Si dice che i bambini siano “spugne” ed effettivamente è così. Anche in questo caso il supporto, anche psicologico, di mia moglie, è fondamentale per trovare una sorta di compromesso nonostante crampi e stanchezza, purtroppo continui. Cosa desidero per loro… innanzitutto di crescere sapendo cosa sia il rispetto per gli altri, che la diversità è una ricchezza, non qualcosa da combattere, e che istruendosi potranno capire meglio il mondo che li circonda, a partire dalla propria famiglia.

 

Lo sguardo sui genitori con disabilità spesso è ancora molto scettico.

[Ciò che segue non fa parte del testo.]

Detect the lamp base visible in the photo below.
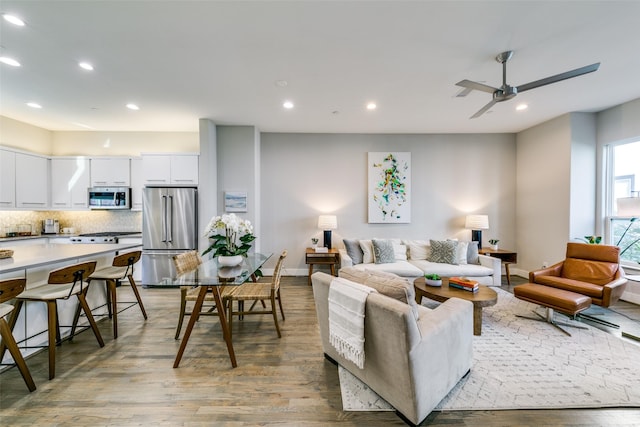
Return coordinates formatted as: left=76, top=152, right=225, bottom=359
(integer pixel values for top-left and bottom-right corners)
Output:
left=471, top=230, right=482, bottom=249
left=324, top=230, right=331, bottom=249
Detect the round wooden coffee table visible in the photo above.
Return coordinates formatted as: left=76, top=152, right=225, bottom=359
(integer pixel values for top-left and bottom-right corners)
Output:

Perché secondo te?

Le questioni secondo me sono due: la prima riguarda proprio la condizione di “persona con disabilità”, come se non si potesse essere in grado di crescere dei figli o addirittura procreare. Questo accade, dal mio punto di vista, perché viviamo in una società nella quale sembra che bisogna avere determinate caratteristiche, fisiche chiaramente, per fare cose che si considerano “normali”. Io sono dell’idea che l’amore per i propri figli faccia fare davvero cose impensabili. Lo vedo su di me: ho una malattia rara “invisibile”, sono sempre affaticato ma se uno dei miei due bambini mi chiede di giocare con lui cerco di trovare sempre la forza nonostante tutto. L’altro problema ha a che fare con la proiezione mentale delle persone, che spesso immaginano i disabili come esseri umani “speciali”, “superiori”. Questo è un modo di pensare totalmente pietistico che di conseguenza non dovrebbe includere la genitorialità.

Ripeto, siamo persone esattamente come tutte le altre, la differenza, quando si hanno figli, sta in chi ci sta attorno: se familiari, amici, medici e datori di lavoro rispettano le esigenze della persona con disabilità allora si sentirà di meno il fardello di dover convivere con una malattia, di qualsiasi natura, e questo sarà solo un beneficio per i bambini.